Stepping out of the cookie-cutter Christian mold has shown me something that I can’t unsee now. LISTEN to other people’s stories and beliefs that are different than yours, and do it without the intent to argue or to change their mind. And remember that everyone has a perspective and that perspective is their reality. So if it’s different than yours, it doesn’t mean that they’re wrong or that you’re right, and vice versa. We are all living in our own reality and I think we need to be better as humans to learn who the people are around us and respect them for just that.

Many of you have also expressed the desire for more connection with nature and have asked how to make that apart of your daily practice. I want to say: I’m not perfect at this or anything to do with feeling more whole. It’s a work in progress that I believe will always be a work in progress, but I believe that is exactly how it’s supposed to be and apart of the practice as a whole. I don’t believe that we will ever fully attain anything. For me, the idea of committing to the practice of getting outside or experiencing a different part of the outdoors that you never have before is all apart of the journey in living a humble life of gratitude and connectivity to ourselves and others. In my faith deconstruction and my transition to living a life of practice rather than strictly belief, I have created these statements and mantras about nature and what it has to offer me and how I can work forward a complete mind-body connection:

When you feel like you have nothing else, nature will always be there for you.

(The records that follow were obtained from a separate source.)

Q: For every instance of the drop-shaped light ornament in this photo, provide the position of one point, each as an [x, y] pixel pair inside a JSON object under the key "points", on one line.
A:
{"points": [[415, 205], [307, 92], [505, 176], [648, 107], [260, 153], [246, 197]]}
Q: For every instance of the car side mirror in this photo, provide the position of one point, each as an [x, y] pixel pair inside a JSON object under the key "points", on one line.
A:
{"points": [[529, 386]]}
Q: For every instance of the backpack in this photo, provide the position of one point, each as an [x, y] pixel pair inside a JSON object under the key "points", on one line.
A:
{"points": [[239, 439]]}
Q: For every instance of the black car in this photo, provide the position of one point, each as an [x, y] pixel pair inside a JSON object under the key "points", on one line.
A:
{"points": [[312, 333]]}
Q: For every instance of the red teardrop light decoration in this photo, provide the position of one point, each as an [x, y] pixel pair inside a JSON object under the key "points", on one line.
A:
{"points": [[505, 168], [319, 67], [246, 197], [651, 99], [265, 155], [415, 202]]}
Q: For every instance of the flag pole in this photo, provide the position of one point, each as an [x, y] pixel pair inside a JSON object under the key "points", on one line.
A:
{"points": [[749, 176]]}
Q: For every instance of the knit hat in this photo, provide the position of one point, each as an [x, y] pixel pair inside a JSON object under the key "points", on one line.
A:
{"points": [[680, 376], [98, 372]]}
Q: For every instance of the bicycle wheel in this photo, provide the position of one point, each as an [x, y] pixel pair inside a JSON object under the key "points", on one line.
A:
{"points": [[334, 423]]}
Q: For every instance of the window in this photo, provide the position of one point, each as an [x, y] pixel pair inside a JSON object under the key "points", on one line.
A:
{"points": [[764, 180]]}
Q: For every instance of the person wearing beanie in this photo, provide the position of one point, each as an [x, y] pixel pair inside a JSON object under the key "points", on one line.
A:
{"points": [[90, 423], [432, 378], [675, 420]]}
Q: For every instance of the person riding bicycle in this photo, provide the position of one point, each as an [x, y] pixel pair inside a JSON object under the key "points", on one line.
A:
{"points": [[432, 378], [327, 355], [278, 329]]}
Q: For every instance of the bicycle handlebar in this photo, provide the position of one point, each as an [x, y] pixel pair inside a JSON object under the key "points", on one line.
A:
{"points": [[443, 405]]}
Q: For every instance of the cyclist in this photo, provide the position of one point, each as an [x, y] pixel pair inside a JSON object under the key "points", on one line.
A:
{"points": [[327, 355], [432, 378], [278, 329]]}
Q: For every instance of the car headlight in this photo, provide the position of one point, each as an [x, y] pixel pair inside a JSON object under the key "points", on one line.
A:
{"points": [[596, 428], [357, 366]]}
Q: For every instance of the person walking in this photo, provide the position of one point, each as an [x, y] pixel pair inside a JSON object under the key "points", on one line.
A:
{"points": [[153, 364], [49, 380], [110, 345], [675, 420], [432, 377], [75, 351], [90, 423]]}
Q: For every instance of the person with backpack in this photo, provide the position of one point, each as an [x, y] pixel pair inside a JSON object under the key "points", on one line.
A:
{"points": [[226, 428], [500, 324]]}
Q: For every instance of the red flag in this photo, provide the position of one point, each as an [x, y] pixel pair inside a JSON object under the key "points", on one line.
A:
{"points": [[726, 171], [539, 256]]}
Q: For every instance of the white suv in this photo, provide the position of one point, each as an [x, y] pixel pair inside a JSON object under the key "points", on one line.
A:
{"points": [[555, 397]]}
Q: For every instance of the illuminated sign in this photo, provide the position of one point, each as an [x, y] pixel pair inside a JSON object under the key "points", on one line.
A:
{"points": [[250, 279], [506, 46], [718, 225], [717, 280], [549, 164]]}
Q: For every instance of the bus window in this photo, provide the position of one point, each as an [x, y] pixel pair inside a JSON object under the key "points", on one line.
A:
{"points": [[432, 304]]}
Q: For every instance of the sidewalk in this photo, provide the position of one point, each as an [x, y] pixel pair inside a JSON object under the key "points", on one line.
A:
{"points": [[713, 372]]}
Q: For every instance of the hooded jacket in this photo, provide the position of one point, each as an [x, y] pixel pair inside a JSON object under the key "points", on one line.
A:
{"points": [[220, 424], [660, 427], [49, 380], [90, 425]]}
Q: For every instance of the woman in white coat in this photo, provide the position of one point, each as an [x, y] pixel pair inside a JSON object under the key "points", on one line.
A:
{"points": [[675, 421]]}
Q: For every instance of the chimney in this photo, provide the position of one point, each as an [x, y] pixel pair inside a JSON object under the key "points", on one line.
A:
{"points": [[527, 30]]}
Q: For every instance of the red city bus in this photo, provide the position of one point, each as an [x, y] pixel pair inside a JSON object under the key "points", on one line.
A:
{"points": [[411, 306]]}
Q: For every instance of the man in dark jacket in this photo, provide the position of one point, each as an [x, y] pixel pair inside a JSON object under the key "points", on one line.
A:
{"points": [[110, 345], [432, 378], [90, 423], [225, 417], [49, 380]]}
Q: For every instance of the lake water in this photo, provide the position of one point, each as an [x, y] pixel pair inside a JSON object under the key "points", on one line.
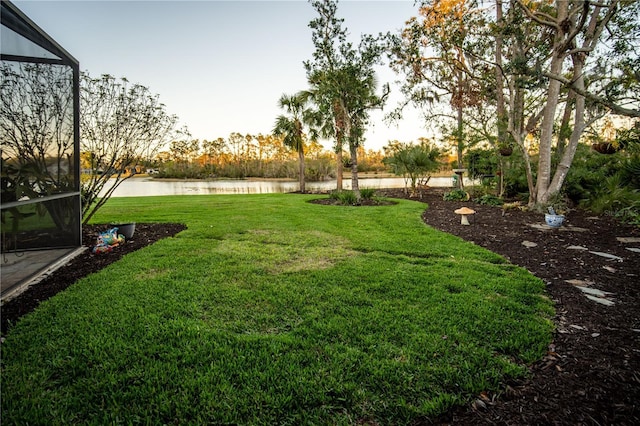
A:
{"points": [[140, 187]]}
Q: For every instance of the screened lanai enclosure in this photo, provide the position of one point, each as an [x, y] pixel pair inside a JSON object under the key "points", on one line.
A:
{"points": [[39, 131]]}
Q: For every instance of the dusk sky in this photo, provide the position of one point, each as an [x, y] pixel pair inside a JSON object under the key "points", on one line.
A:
{"points": [[220, 66]]}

It is consistent and has so much to offer you.

When you have lost your spirituality, nature can be the spark that ignites something new in you.

When you lose your connection with your own body, Mother Earth will show you how to love it again.

When people hurt you, nature is a place to escape in solidarity to reconnect to yourself.

When the voices in your head are weighing you down, there is a silence in the middle of the woods that will help you sort through those voices, but nature also has sounds that should be experienced with intention.

When nothing else makes sense, being in the outdoors will give you a new purpose that you don’t have to make sense of.

When you lose your confidence to be present as your self, being in nature is a practice that will teach you how to be present where you are at and to acknowledge your own self in a respectful way.